Studies have shown a wide range of causes for conjunctivitis, from allergies, injury, birth defects, tear duct problems, foreign matter, dry eye, distemper, or even tumours.
2. Corneal ulcers: Corneal ulcers (commonly referred as dog eye ulcers) are open sores on the surface of the cornea, usually caused by trauma or infection. They can cause pain, redness, discharge, and in worse case scenarios, even vision loss.
3. Cataracts: Cataracts in dogs are cloudy areas that develop in the lens of the eye, causing vision loss. Cataracts can be congenital, meaning they are present at birth, or they can develop later in life due to factors such as aging, injury, or underlying health conditions like diabetes.
Symptoms of cataracts on dogs’ eyes include cloudy or hazy eyes, difficulty seeing, bumping into objects, and an increased sensitivity to light. In some cases, cataracts can also cause eye inflammation or glaucoma, which can lead to further vision loss or even blindness if left untreated.
4. Glaucoma: Glaucoma is a condition where the pressure inside the eye increases, leading to damage to the optic nerve and eventual blindness. It is caused by inadequate drainage of aqueous fluid; it is not caused by overproduction of fluid, contrary to popular belief.

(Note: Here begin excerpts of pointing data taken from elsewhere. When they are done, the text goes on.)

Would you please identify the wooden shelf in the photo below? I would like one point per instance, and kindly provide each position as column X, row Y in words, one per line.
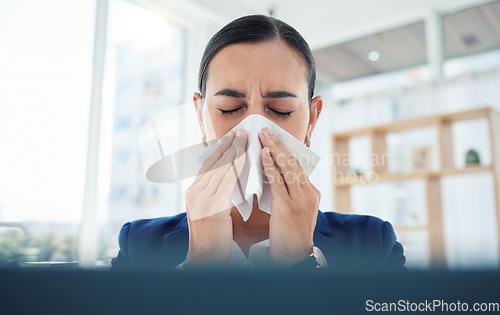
column 344, row 177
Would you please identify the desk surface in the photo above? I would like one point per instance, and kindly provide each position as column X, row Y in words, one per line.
column 36, row 291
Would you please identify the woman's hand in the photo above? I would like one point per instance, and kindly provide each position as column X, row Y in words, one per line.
column 208, row 204
column 295, row 204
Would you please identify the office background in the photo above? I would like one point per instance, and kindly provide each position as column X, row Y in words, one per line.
column 78, row 79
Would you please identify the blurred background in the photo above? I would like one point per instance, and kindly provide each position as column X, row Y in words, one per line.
column 78, row 79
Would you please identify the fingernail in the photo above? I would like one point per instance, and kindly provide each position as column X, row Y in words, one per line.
column 266, row 152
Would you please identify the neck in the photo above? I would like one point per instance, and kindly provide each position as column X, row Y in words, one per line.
column 255, row 229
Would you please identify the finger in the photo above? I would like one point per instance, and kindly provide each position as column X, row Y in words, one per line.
column 273, row 175
column 283, row 160
column 230, row 157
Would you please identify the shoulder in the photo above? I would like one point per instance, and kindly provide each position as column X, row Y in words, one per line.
column 351, row 223
column 142, row 242
column 362, row 240
column 161, row 225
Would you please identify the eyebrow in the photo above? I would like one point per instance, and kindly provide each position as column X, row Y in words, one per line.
column 236, row 94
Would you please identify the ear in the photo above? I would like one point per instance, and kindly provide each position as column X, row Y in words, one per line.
column 198, row 104
column 316, row 107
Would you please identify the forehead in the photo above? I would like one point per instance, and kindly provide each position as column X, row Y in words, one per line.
column 272, row 63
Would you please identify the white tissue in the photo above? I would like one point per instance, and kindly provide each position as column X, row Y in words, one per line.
column 252, row 177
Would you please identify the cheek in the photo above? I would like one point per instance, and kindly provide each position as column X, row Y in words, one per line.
column 297, row 126
column 215, row 125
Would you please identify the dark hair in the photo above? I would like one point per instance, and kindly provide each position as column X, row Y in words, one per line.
column 253, row 29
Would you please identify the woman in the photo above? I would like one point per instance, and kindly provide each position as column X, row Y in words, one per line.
column 257, row 65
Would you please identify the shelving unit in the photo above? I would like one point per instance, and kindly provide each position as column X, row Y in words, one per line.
column 345, row 177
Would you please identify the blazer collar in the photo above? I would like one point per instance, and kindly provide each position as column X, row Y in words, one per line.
column 177, row 241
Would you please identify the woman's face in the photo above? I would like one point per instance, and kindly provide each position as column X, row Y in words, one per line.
column 266, row 78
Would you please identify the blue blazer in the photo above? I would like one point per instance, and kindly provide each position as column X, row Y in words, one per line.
column 347, row 241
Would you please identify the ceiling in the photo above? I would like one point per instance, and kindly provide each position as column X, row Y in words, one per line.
column 343, row 33
column 391, row 50
column 472, row 31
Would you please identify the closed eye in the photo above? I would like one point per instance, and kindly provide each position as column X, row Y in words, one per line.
column 281, row 114
column 229, row 112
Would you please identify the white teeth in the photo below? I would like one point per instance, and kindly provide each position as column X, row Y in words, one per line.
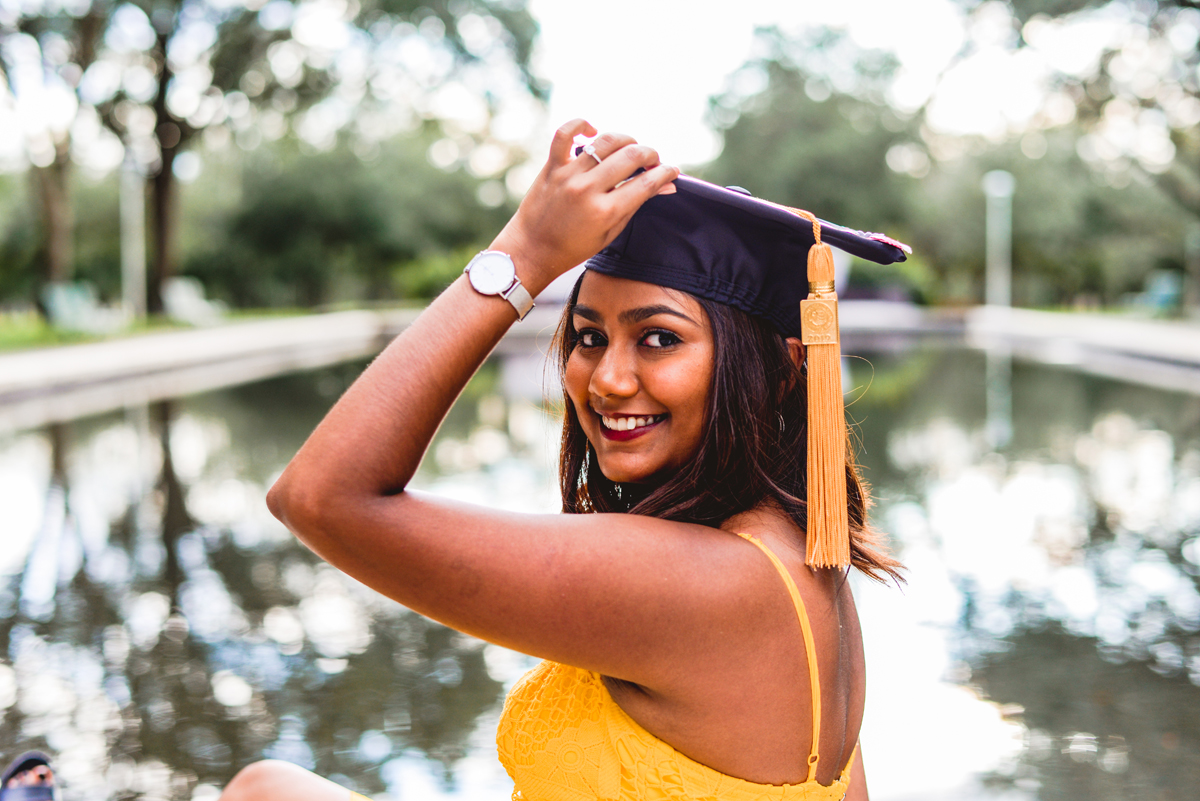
column 627, row 423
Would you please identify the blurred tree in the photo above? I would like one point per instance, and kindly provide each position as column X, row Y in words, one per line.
column 43, row 54
column 160, row 74
column 791, row 134
column 322, row 228
column 1077, row 238
column 808, row 125
column 1139, row 98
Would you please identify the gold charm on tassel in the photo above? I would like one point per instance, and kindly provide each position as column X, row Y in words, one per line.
column 828, row 535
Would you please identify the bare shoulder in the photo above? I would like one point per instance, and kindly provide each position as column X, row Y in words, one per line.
column 747, row 710
column 645, row 600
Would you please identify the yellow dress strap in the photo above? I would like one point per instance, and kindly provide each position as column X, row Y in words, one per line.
column 809, row 650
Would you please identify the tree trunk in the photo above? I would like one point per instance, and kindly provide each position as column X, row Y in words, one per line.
column 53, row 187
column 162, row 230
column 162, row 186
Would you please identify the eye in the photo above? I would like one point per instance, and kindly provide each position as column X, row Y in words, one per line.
column 588, row 338
column 660, row 339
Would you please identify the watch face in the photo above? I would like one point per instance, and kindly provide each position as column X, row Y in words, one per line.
column 491, row 272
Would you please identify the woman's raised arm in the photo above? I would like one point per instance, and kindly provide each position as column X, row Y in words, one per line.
column 549, row 585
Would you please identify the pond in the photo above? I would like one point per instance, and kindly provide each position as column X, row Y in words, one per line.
column 159, row 628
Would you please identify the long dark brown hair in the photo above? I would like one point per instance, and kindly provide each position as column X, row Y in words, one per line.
column 753, row 451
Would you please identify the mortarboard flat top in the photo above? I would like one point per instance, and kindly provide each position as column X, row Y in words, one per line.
column 726, row 246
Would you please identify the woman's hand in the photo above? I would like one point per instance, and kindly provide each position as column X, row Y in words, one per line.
column 577, row 205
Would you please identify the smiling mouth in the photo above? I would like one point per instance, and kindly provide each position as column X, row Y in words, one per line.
column 630, row 423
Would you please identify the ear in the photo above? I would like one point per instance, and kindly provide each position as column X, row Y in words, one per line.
column 796, row 350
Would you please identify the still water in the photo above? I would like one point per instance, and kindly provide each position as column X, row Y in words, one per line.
column 159, row 628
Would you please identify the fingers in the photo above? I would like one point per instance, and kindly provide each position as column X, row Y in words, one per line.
column 642, row 187
column 622, row 164
column 564, row 138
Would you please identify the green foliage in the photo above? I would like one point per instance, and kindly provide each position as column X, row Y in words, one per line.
column 19, row 247
column 1075, row 236
column 429, row 275
column 323, row 228
column 828, row 156
column 1079, row 233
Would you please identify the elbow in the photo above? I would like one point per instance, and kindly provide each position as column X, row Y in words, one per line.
column 295, row 504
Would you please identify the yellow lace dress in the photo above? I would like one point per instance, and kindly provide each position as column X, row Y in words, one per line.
column 563, row 738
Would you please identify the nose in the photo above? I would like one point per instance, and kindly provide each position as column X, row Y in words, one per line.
column 616, row 374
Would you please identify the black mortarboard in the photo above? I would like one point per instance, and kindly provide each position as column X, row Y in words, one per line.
column 774, row 263
column 726, row 246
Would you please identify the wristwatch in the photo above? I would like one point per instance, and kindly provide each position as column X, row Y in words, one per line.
column 492, row 272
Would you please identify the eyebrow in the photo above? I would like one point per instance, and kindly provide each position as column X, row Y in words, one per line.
column 631, row 314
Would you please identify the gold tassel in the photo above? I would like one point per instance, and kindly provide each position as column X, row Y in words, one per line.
column 828, row 535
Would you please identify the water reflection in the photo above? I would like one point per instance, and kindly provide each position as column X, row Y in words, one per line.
column 1061, row 570
column 160, row 630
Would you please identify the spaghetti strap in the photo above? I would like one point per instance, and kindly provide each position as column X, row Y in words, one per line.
column 809, row 651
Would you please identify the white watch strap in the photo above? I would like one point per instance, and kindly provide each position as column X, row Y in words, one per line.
column 520, row 297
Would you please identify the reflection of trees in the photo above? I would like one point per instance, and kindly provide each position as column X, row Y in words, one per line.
column 1095, row 642
column 202, row 688
column 1099, row 729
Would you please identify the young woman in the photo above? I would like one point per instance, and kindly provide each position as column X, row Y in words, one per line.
column 706, row 658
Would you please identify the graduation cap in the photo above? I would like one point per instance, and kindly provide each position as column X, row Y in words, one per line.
column 726, row 246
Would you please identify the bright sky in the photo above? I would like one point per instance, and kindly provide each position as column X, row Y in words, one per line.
column 648, row 67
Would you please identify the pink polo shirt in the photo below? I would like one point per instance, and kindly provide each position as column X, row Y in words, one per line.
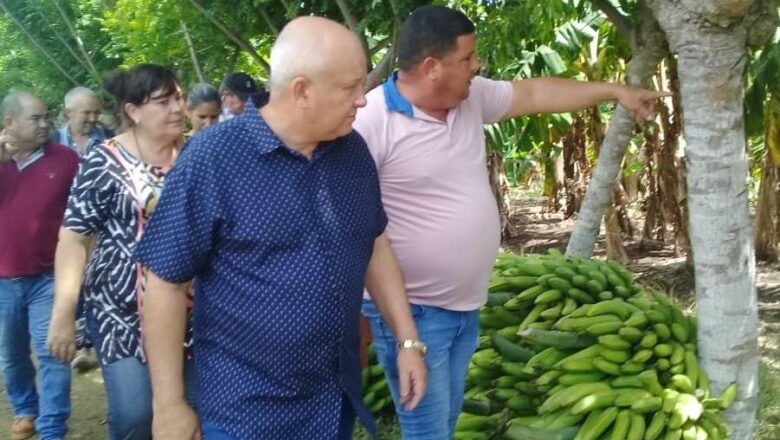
column 443, row 218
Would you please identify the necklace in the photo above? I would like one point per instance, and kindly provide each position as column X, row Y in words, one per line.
column 141, row 154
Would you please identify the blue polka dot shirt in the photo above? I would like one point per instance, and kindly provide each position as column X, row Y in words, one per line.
column 278, row 245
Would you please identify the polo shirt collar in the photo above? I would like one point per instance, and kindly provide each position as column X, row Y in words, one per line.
column 96, row 135
column 395, row 101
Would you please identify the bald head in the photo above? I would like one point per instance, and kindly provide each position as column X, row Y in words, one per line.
column 77, row 94
column 311, row 47
column 82, row 109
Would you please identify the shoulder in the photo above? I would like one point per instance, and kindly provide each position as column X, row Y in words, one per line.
column 61, row 151
column 374, row 111
column 223, row 135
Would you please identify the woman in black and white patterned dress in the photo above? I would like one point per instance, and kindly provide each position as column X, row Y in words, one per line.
column 112, row 197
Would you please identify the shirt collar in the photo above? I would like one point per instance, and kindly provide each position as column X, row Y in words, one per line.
column 97, row 133
column 395, row 101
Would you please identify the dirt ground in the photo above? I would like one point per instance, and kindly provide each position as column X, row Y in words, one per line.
column 535, row 231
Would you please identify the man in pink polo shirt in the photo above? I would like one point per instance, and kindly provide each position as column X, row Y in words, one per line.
column 35, row 179
column 424, row 128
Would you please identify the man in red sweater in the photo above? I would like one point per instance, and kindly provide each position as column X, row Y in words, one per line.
column 35, row 178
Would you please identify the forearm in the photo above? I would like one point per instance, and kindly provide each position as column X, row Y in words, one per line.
column 385, row 285
column 70, row 259
column 557, row 95
column 164, row 327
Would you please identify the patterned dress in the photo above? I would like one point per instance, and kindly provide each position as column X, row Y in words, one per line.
column 112, row 197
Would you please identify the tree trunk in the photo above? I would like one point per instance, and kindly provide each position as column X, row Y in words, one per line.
column 768, row 205
column 711, row 68
column 193, row 53
column 243, row 44
column 38, row 45
column 649, row 49
column 500, row 186
column 616, row 249
column 76, row 37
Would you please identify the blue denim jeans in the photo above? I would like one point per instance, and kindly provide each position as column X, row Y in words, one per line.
column 25, row 313
column 129, row 395
column 452, row 338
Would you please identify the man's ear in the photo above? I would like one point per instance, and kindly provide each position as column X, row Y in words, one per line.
column 430, row 67
column 300, row 88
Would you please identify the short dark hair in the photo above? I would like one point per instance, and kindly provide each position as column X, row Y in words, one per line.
column 430, row 31
column 202, row 92
column 239, row 84
column 136, row 85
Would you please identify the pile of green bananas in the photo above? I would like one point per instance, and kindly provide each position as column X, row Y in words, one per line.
column 376, row 392
column 574, row 349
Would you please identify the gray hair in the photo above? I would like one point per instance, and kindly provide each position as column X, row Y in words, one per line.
column 75, row 93
column 202, row 92
column 12, row 105
column 299, row 50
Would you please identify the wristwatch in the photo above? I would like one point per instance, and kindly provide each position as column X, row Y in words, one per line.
column 412, row 343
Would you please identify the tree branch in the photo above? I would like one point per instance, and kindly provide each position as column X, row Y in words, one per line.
column 61, row 39
column 193, row 53
column 243, row 44
column 76, row 37
column 353, row 25
column 38, row 45
column 381, row 44
column 268, row 21
column 382, row 69
column 620, row 21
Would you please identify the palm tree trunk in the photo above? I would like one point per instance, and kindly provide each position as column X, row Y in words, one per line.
column 711, row 68
column 768, row 205
column 649, row 49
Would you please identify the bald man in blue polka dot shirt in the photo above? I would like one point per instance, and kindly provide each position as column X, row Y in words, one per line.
column 277, row 216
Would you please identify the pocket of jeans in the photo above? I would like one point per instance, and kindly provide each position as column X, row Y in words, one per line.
column 417, row 311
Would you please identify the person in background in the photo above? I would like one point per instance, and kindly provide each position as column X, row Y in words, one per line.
column 203, row 107
column 81, row 131
column 424, row 128
column 35, row 177
column 112, row 198
column 236, row 90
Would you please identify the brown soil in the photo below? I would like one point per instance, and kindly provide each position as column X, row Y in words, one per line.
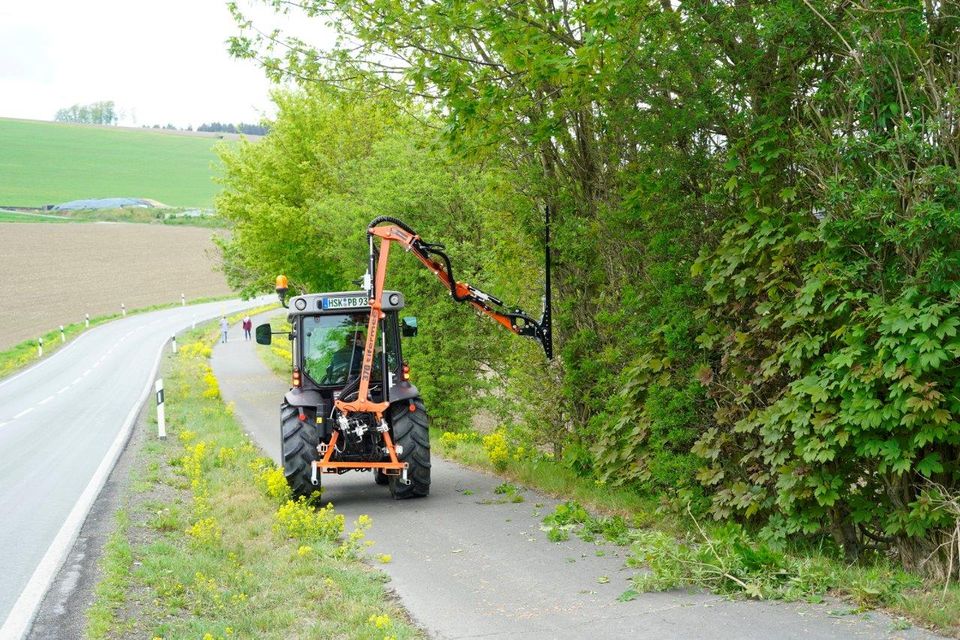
column 52, row 274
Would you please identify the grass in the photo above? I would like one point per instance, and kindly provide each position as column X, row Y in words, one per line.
column 678, row 551
column 16, row 216
column 209, row 545
column 134, row 215
column 26, row 353
column 47, row 163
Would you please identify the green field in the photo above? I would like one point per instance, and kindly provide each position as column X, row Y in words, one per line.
column 49, row 163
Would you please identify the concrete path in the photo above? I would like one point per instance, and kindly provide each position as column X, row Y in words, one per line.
column 63, row 423
column 465, row 566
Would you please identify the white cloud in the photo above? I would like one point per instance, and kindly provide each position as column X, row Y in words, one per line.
column 160, row 62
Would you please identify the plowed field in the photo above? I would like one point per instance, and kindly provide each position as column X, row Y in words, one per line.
column 52, row 274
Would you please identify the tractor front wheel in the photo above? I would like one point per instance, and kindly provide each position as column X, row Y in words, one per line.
column 411, row 432
column 298, row 445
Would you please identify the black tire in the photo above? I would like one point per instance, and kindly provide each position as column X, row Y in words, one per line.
column 298, row 446
column 411, row 431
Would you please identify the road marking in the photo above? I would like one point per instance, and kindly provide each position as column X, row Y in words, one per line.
column 25, row 608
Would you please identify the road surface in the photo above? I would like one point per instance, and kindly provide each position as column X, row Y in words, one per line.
column 466, row 566
column 63, row 422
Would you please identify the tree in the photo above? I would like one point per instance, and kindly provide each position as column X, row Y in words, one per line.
column 102, row 113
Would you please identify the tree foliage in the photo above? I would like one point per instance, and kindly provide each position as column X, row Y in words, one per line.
column 756, row 222
column 102, row 112
column 300, row 201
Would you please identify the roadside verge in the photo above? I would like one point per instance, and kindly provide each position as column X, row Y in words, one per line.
column 208, row 545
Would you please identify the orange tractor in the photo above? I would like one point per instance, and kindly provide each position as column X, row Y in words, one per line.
column 351, row 405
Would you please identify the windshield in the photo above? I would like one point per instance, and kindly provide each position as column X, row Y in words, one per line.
column 333, row 348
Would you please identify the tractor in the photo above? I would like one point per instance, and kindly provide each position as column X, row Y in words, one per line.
column 351, row 405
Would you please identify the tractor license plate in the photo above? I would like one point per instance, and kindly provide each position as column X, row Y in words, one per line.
column 345, row 302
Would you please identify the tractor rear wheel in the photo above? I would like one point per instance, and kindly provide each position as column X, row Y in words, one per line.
column 298, row 445
column 411, row 433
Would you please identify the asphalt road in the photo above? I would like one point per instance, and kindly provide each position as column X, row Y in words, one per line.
column 63, row 424
column 466, row 566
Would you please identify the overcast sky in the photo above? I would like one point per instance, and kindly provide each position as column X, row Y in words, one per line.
column 159, row 61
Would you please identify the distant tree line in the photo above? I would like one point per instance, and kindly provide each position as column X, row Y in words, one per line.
column 249, row 129
column 102, row 112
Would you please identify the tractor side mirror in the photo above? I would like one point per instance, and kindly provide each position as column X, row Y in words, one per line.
column 408, row 327
column 264, row 335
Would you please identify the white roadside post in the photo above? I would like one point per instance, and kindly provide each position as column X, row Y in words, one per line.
column 161, row 419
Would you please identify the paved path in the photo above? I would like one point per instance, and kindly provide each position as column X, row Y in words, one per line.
column 63, row 423
column 466, row 567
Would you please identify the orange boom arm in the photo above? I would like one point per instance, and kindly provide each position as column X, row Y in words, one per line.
column 514, row 320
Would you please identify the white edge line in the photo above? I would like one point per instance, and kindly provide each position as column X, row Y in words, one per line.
column 24, row 610
column 47, row 359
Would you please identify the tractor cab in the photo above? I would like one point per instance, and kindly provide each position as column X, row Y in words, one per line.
column 329, row 333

Symptoms of glaucoma in dogs can include redness of the eye, cloudiness or bluing of the cornea, squinting or blinking excessively, pawing at the eye, and a visible bulge or enlargement of the eye. In some cases, dogs may also experience pain or discomfort.
5. Cherry eye: Cherry eye in dogs is a condition where the gland in the third eyelid protrudes from the eye, causing a red, swollen mass to appear in the corner of the eye. The third eyelid gland is normally anchored to the lower inner rim of the eye by a fibrous attachment. This attachment is understood to be weak in certain dog breeds, allowing the gland to prolapse easily.
The breeds most affected include the Cocker Spaniel, English Bulldog, French Bulldog, Boston Terrier, Beagle, Bloodhound, Lhasa Apso, Shih Tzu, Pug, and other brachycephalic (flat-faced) breeds.
6. Ocular proptosis: Ocular proptosis is the forward displacement of the eyeball (described as bulging eyes in dogs) typically beyond the eyelids. In dogs, proptosis usually results from blunt trauma.
Remember, early detection and treatment of eye problems can help prevent further damage to your dog's eyes and maintain healthy dog eyes. Something as innocuous as a weeping dog eye for example, is still something which would need to be checked by a professional. Never dismiss the symptoms we have listed above, as you never know if it could lead to something more serious!